Percoco has a different idea going forward, suggesting that the AI opportunity for the company is offset by automotive headwinds and a full valuation.
"With downside to consensus estimates driven by pressures in the auto business and catalysts for it non-auto business priced in at its current valuation, we assume coverage at Equal-weight with a $424 price target and wait for a better entry point," Percoco said.
The analyst said Tesla is a leader in electric vehicles, renewable energy, manufacturing, and real-world AI, which should give it a premium valuation.
"However, high expectations on the latter (AI) have brought the stock closer to fair valuation."
The analyst sees challenging catalysts for Tesla going forward, which could provide downside to estimates.
"We believe it will be increasingly challenging to support meaningful upside to Tesla shares barring an improvement, or at least stabilization, within its auto business."
Along with the base case price target of $425, Percoco has a bull case valuation of $860 and a bear case valuation of $145 on Tesla stock.
Morgan Stanley on General Motors: While Percoco sees Tesla stock less favorable than Jonas, the new automotive analyst for Morgan Stanley sees a brighter short-term future for General Motors.
"Over the course of the last year, GM made strides in realigning their capital allocation strategy with a more tempered EV and AV growth curve," Percoco said.
The analyst said General Motors could benefit from reduced policy uncertainty, the ending of EV tax credits, and reductions in emissions-related requirements.
"We expect GM to manage through with an appropriately re-aligned capital allocation strategy and refreshed product lineup highlighting strength in GM's core ICE trucks and SUVs."

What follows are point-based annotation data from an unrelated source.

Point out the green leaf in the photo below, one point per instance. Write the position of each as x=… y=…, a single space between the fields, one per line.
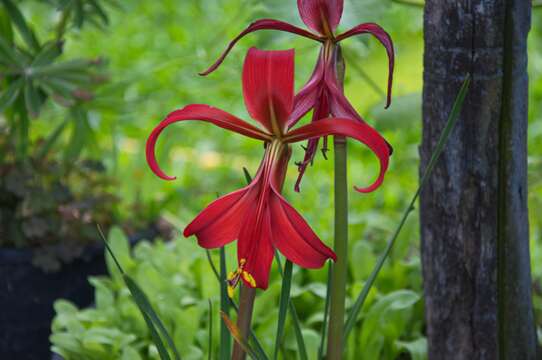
x=31 y=99
x=450 y=124
x=9 y=96
x=18 y=20
x=283 y=305
x=48 y=53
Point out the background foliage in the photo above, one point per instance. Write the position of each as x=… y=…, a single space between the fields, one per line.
x=154 y=53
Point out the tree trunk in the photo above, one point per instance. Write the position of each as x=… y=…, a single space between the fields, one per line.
x=474 y=220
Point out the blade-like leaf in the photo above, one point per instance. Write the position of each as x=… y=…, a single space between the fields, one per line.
x=450 y=124
x=295 y=320
x=18 y=20
x=236 y=333
x=10 y=94
x=151 y=318
x=31 y=99
x=225 y=338
x=283 y=305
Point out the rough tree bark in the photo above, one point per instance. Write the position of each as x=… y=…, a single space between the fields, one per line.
x=474 y=221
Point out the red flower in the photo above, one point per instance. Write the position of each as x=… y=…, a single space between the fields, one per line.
x=323 y=92
x=257 y=215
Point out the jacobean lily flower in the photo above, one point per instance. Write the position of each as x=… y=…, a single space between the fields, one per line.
x=323 y=92
x=258 y=216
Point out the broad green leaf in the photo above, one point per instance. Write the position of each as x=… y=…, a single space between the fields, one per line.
x=9 y=96
x=18 y=20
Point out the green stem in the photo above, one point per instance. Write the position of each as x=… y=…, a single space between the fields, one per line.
x=283 y=305
x=225 y=337
x=246 y=306
x=338 y=276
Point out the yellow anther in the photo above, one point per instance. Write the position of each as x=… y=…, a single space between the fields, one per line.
x=249 y=279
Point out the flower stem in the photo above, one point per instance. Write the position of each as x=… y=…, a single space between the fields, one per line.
x=339 y=273
x=246 y=305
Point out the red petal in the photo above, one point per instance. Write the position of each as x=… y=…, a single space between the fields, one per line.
x=255 y=246
x=220 y=222
x=305 y=100
x=203 y=113
x=346 y=127
x=268 y=87
x=319 y=14
x=293 y=236
x=264 y=24
x=384 y=38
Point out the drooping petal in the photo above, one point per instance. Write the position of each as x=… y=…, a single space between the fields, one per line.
x=293 y=236
x=256 y=248
x=384 y=38
x=203 y=113
x=307 y=97
x=268 y=87
x=220 y=222
x=322 y=16
x=264 y=24
x=354 y=129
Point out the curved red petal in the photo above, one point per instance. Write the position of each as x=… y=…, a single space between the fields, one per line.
x=293 y=236
x=307 y=97
x=268 y=87
x=264 y=24
x=385 y=39
x=220 y=222
x=319 y=14
x=202 y=113
x=349 y=128
x=255 y=247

Percoco said investors could see a "prolongation of ‘ICE is Nice' narrative" for traditional automakers.
"As a result of easing compliance requirements, OEMs can leverage consumer preference for higher-value ICE and hybrid vehicles."

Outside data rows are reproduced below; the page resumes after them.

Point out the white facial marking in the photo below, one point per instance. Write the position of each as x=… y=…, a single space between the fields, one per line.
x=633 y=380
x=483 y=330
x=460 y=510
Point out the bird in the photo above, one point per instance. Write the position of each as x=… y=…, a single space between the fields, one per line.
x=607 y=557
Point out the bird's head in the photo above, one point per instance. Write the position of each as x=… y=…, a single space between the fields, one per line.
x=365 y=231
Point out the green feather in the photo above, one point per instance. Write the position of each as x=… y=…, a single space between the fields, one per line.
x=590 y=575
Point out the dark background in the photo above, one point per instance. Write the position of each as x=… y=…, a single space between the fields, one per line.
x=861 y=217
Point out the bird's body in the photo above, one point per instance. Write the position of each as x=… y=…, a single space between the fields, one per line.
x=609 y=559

A shift back to ICE vehicles by consumers in 2026 could be a tailwind for General Motors.
While neither company has completely abandoned its electric vehicle presence, changes to growth plans and focusing on ICE vehicles could pay off in the short term, according to Percoco.
Morgan Stanley on Auto Sector: The analyst expects electric vehicle volume to be down 20% year-over-year in the United States for 2026, painting a cautious outlook on the pure-play EV companies like Tesla, Rivian and Lucid.
The analyst forecasts ICE vehicle sales in the U.S. market to be up 1% year-over-year in 2026.
"Position your portfolio toward best in class operators that can navigate a slower industry outlook by allocating capital effectively with a strong execution track record (General Motors)," Percoco said.
The analyst warned investors to "be wary" of companies facing industry headwinds, such as EV deceleration.
GM, TSLA Price Action: General Motors stock is down 0.5% to $75.69 on Monday versus a 52-week trading range of $41.60 to $77.00. General Motors shares are up 47.3% year-to-date in 2025.
Tesla stock is down 3.6% to $438.84 on Monday versus a 52-week trading range of $214.25 to $488.54. Tesla shares are up 15.6% year-to-date in 2025.